Moreover, the wall plates 211 and the roof plates 213 will seal against each other and the beams of the framework 100. Consequently, there will be no need for an additional sheet, such as a tarpaulin.

Also worth noting is that once the framework 100 is installed, the wall plates 211 and the roof plates 213 can be installed without need for tools. Flowever, as mentioned above, additional securing means, such as screws, may be added to increase integrity.

Fig. 14 depicts the upper portions of two adjacent auxiliary truss beams 108.

The auxiliary truss beams 108 have the same orientation as the truss beams 103 but are arranged with a distance from the truss beams 103. Also shown in Fig. 14 are two top beams 101. The top beam overlap 129 of one of the auxiliary truss beams 108 overlaps the end portions of the auxiliary truss beams 108.

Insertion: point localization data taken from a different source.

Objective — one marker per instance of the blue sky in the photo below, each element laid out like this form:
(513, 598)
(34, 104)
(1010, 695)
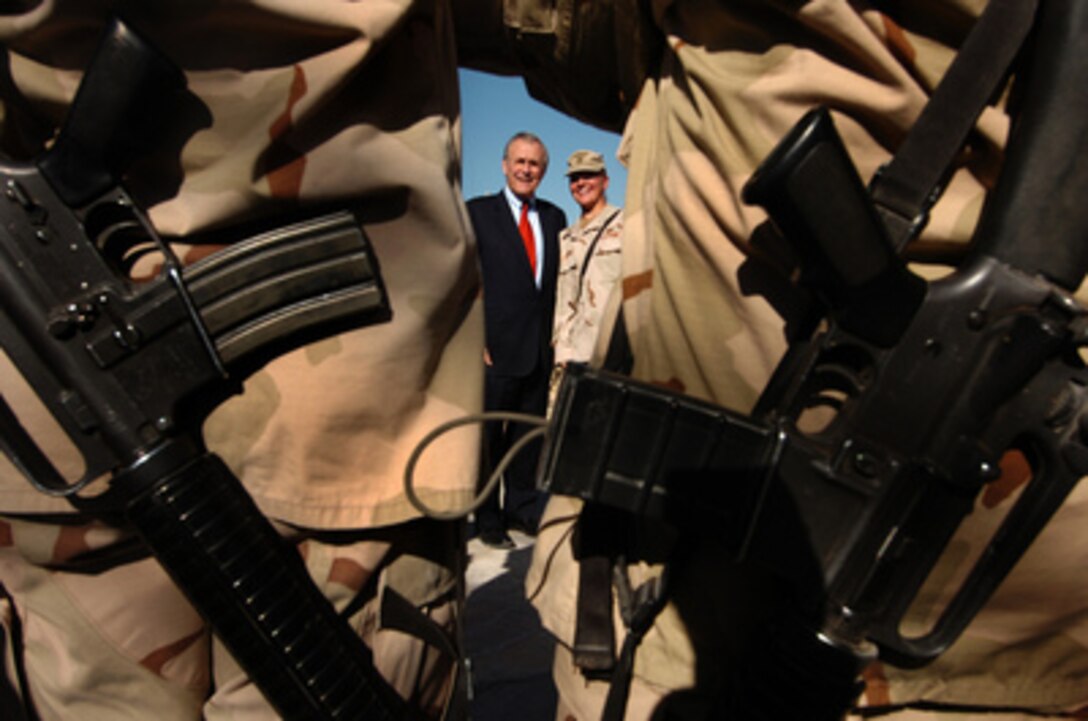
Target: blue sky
(494, 108)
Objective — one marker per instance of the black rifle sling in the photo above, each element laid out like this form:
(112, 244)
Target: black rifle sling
(907, 186)
(591, 249)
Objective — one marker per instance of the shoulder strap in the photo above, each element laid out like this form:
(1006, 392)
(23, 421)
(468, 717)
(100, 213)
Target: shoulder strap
(593, 246)
(906, 187)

The top beam overlap 129 forms, together with the upper face of the auxiliary truss beam 108, a part of the top beam attachment slot 127. The auxiliary truss beams 108 comprises a beam support 135. Furthermore, the top beams 101 comprises an attachment means 137. The attachment means 137 is in the present embodiment in the form of a pin that is configured to be inserted into the beam support 135, which in the present embodiment is formed as a support ring. The top beams 101 , truss beams 103, auxiliary truss beams 108, and side beams 107 can advantageously comprise beam supports 135 and attachment means 137. In this manner, the beams that are elevated from the ground can easily be lifted in place with a crane.